あの女と二度と会いたくないな。会ったら会ったでまた殺し合いをしそうになっちまう。
「オオオオオン?(服のほうはどうだ?)」
「服、生地、良い。サクラ、良い仕事する」
スペインのダンサーのような白いドレスを着るミストは無表情だがどこか嬉しそうな顔をして時おりクルクルと回っている。
このドレスの素材……あの女の木の繊維をほどいて縫ったものだよな。あの女、意外と服飾が得意なのだろうか。……まぁ、そこら辺はどうでも良いか。
さて、こっちもさっさと『農場』に行かないとな。……流石にそろそろ話すか。
『ミスト、聞こえるか?』
「……?主人の声、何故頭から?」
戸惑うように俺を見上げるミストに【テレパシー】で答える。
『【テレパシー】だ。入手経緯は置いておくが無害だ』
「了承。
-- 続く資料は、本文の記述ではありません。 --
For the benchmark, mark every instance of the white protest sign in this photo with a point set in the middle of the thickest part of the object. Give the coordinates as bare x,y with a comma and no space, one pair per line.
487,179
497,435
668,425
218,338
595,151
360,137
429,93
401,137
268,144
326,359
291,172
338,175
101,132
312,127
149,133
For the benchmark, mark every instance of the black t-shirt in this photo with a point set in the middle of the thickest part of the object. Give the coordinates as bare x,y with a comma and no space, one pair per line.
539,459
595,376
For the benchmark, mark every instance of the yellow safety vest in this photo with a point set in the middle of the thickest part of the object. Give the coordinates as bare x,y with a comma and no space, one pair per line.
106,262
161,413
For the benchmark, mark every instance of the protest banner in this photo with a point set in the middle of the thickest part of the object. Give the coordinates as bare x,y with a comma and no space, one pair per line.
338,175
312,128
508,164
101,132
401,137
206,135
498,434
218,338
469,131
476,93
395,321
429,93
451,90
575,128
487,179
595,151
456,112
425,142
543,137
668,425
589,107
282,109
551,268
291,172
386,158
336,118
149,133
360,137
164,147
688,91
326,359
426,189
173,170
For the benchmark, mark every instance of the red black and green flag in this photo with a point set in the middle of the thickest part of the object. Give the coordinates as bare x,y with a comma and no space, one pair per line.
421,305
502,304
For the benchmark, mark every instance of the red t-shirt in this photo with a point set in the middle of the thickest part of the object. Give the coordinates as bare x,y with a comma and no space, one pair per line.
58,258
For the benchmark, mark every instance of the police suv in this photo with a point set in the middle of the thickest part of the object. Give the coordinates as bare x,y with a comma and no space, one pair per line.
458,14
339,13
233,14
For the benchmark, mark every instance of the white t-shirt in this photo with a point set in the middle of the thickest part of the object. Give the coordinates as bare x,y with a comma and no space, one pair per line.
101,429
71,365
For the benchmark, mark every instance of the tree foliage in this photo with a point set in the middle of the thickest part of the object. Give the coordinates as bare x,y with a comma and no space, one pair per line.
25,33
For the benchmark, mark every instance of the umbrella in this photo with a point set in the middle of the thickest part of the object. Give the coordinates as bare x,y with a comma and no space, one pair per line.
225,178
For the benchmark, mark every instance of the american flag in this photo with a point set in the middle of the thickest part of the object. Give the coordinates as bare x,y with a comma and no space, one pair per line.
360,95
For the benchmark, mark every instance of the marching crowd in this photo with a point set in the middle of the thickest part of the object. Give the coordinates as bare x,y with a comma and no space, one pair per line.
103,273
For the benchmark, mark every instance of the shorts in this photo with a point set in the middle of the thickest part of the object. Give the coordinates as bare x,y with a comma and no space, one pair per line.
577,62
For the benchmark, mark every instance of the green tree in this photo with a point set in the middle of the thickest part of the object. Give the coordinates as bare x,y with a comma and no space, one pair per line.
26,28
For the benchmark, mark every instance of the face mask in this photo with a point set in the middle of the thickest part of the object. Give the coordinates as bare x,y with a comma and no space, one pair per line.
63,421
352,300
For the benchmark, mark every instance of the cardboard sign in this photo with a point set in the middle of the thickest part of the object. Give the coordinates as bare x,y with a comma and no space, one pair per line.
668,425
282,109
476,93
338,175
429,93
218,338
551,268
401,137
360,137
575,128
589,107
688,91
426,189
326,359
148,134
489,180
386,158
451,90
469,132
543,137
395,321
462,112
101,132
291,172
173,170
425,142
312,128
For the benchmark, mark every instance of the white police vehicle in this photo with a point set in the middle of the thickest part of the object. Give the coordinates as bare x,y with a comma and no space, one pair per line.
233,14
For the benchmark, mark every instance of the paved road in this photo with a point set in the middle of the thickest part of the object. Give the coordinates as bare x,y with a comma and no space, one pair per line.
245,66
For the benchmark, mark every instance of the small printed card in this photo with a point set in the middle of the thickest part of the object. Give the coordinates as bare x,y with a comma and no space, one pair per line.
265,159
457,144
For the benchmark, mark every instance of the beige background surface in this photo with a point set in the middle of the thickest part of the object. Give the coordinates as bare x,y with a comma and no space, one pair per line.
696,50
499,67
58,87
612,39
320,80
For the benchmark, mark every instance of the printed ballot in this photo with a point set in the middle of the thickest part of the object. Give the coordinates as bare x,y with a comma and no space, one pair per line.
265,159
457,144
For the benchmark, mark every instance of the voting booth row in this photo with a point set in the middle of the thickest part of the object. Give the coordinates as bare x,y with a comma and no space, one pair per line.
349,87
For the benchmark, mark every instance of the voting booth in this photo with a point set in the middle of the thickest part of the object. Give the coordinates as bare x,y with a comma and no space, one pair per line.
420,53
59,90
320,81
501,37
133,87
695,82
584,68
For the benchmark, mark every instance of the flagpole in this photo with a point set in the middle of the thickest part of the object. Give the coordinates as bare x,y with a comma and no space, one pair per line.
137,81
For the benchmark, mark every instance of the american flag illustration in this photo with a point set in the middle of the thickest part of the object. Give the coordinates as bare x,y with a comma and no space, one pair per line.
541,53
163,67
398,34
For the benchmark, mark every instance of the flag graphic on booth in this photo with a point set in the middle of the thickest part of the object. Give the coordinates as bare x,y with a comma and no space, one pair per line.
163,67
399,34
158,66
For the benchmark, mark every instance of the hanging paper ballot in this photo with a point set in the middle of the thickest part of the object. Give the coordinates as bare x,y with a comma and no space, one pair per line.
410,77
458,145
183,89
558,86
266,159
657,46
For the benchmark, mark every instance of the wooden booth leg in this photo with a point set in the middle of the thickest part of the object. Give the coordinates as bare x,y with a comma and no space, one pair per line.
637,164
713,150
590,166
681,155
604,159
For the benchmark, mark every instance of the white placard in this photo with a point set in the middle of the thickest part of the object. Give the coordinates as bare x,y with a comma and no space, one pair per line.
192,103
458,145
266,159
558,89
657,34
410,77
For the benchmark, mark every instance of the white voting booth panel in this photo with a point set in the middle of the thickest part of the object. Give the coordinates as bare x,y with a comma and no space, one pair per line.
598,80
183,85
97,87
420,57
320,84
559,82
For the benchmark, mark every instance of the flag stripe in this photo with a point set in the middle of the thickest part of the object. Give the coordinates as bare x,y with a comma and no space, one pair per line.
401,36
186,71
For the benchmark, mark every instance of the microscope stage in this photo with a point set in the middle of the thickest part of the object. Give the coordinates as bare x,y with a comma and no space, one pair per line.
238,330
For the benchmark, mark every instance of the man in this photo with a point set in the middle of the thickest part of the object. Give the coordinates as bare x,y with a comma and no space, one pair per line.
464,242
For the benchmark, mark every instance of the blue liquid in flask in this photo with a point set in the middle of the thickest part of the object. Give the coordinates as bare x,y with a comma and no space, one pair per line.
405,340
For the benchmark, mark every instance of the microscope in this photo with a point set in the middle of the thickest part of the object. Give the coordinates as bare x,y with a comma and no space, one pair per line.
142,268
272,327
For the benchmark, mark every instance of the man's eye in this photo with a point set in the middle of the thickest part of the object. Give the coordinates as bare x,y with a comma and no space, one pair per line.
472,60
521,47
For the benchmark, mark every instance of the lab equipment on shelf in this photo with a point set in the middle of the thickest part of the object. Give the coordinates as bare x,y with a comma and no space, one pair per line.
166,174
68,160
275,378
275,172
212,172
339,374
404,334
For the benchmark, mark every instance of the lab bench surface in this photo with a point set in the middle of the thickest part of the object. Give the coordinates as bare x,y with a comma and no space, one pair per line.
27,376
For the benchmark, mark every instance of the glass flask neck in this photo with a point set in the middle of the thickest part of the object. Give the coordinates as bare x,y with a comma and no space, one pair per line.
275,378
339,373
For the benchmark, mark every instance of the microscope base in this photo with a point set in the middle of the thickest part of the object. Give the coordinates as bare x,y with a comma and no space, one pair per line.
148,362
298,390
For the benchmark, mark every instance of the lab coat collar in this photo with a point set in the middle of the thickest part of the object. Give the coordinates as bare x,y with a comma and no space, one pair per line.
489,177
主人、何か要件?」
『俺は今『農場』を潰そうと思っている。……できたらだが『農場』のことを教えてくれないか?』
「……了承」
ミストは俺の上に股がると独白のように話し始める。
「『農場』、地獄。全てを管理、逃げ出す者、殺される。自分らの母体、鎖で拘束、常に腹が大きい。種族、エルフばかり。子、エルフの女ばかり」
……予想していた以上の地獄だな。よくもまあここまで人道や良心からかけはなれた事をできるものだ。
まぁ、それができるのも人間だからか。真に悪魔なのは人間、他者を悪魔扱いするのに自分が悪魔になっている、何て考えが回らないのは愚かとしかいえない。そんな糞みたいな生活をしなくて良かった。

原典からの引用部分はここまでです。